We were, after all, driving to where he once had been imprisoned.
Yet I was the one growing agitated. Afraid that in my quest to solve Benedict’s murder I would unearth yet more betrayals and lies from the partner I once trusted.
It didn’t help that I’d once again hauled out my assisting-homicide lie to Paula. Camp Amache was a full-day’s drive down and back from Denver, and Saturday was the only day I could go. She was not happy at my being away on a day off.
Her anger boiled up again, forcing me to take a big risk.
“Look, honey, if you want to complain to the brass, I understand,” I said. “Call Detective Bock on Monday. Luther Bock. He’s the one who requested my help. Remember him at Benedict’s funeral? Came up to me as we were leaving. The overweight slob who looks like he sleeps in his suit.”
Paula didn’t indicate whether she’d call my bluff. If she did, I’d be in deep shit—with her and Bock. I just hoped my bluff was compelling enough to convince her not to bother, and to reinforce that my investigative work was the department’s doing, not my own demons.
“We are almost there,” said Yamazaki as we passed through the spit of a town called Granada.
I’d gotten Yamazaki’s name from the sheriff of Prowers County, Chad Crowell, whose shabby office was located in Lamar, ten miles west of the camp. Turned out Crowell was a deputy sheriff during the war and was familiar with the murder of the Japanese girl. Because her murder had occurred inside the military-controlled compound, the sheriff’s involvement was limited to investigative assistance conducted outside the camp. From what Crowell ascertained at the time, he figured it like the U.S. military—one of the hot-headed Jap boys in the camp.
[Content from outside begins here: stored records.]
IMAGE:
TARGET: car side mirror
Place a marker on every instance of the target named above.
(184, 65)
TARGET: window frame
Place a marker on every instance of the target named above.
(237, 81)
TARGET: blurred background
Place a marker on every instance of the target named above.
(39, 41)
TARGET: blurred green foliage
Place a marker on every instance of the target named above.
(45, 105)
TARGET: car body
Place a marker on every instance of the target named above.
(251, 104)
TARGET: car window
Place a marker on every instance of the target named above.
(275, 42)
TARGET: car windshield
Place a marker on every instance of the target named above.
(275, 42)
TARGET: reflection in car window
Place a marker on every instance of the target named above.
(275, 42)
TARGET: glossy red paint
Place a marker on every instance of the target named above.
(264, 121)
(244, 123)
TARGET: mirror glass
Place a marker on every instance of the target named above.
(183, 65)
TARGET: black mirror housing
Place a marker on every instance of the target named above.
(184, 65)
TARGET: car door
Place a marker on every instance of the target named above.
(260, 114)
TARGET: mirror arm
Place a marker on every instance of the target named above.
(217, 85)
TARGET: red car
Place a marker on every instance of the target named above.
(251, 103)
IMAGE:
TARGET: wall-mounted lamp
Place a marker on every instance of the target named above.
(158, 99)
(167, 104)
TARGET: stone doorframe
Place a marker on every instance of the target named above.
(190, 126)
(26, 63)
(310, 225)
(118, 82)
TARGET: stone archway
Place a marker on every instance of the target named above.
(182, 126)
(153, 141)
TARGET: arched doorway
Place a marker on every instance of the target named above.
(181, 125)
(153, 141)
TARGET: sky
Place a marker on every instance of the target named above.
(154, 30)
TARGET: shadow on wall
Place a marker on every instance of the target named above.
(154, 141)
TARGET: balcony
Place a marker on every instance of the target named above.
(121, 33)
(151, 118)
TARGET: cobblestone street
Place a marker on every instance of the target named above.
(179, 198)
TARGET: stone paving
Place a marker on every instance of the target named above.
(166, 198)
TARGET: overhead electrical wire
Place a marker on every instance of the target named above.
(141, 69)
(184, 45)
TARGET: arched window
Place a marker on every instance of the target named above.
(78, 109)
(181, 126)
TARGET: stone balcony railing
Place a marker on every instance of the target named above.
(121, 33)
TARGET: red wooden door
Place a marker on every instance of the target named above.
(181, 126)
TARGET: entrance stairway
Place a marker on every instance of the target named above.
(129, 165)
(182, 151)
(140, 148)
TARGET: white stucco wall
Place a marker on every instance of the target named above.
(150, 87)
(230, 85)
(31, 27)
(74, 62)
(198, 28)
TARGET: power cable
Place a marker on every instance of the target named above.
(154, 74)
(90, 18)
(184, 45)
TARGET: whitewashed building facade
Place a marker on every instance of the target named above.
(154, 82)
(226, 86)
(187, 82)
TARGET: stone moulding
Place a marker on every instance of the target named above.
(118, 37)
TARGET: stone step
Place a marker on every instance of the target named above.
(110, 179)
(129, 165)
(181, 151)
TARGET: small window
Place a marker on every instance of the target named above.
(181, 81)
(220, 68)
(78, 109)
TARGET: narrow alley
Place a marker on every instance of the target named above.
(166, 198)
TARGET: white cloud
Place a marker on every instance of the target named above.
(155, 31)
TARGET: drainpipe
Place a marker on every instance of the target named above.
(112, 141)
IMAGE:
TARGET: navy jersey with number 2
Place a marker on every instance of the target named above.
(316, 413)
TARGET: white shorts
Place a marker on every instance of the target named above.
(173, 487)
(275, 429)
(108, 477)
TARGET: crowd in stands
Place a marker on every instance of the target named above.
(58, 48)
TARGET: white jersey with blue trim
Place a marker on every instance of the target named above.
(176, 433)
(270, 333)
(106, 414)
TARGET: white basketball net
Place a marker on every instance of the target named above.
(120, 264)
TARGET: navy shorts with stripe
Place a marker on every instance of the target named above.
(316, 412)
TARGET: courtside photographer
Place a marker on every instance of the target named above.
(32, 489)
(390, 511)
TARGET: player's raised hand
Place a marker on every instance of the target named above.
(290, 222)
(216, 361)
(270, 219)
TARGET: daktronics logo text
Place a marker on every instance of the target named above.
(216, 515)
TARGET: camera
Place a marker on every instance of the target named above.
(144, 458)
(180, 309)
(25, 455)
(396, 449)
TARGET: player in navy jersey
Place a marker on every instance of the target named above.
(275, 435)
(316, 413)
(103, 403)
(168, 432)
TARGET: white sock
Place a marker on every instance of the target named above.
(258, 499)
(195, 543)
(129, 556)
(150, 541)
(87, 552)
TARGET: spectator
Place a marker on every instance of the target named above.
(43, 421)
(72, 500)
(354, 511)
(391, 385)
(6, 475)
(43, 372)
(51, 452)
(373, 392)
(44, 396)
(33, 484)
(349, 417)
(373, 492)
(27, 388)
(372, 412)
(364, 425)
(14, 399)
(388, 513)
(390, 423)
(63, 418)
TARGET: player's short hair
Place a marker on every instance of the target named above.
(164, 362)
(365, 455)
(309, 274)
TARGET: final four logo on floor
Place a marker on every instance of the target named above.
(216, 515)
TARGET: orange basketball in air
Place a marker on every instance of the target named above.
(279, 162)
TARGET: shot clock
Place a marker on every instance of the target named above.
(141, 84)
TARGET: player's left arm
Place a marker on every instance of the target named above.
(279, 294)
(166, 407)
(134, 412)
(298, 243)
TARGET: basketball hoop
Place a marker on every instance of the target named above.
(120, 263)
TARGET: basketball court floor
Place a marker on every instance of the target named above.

Maybe several of them. Yet there’d never been any arrests, he said, confirming what Raschke and Kane told me.
“Coddled them Japs, is what
they did,” he snorted.
He was puzzled why a Detective Lancaster came all the way from Denver to dig around in the seven-year-old murder of a Nip skirt. Tied to a current Denver murder investigation on which I could not comment, I explained. Was anyone living in the area who might be more familiar with the case?
“Quite a few of them Japs from the camp still live around here,” he said, his large worn boots propped on his desk next to a paperback copy of Ray Bradbury’s The Martian Chronicles. “Don’t ask me why. You’d think they woulda hightailed it back to California or Oregon or better yet Japan or wherever the hell they came from to be with their own kind. But some of ’em was real shrewd, I’ll give ’em that. Went to work for the local farmers and business people after the war, and damned if some of ’em don’t own those farms and businesses.”
Crowell directed me to Henry Yamazaki, one of the Japs who’d stayed. I found the man dressed in a white apron behind the counter of his small grocery store. Sheriff Crowell had said Yamazaki was in his fifties but he looked a decade older. Like Crowell, Yamasaki was puzzled why I was nosing into the girl’s death, and I gave him the same line I’d given Crowell. He thought for several moments, as if wrestling with whether he wanted to resurrect ghosts from his past. He agreed to talk, finally, but only on the condition we visited what remained of the camp.
I protested that I didn’t need to see the camp. I just needed him to answer a few questions.
“You will understand better what happened if you see,” he insisted. “Maybe our visit will help you determine who killed the young lady.”
A knot of Herefords lazily watched us pass. Despite the heat, Yamazaki wore a high-collared charcoal-colored tunic, along with a small-peaked hat with a tiny bill. His shoulders slumped—from age or memories of the place, I couldn’t tell.
“Where did you live before you came to the camp, Mr. Yamazaki?”
Weathered hands took the pipe from his mouth but he kept staring off into the barren landscape. “I did not come to the camp,” he admonished. “I was forced here.”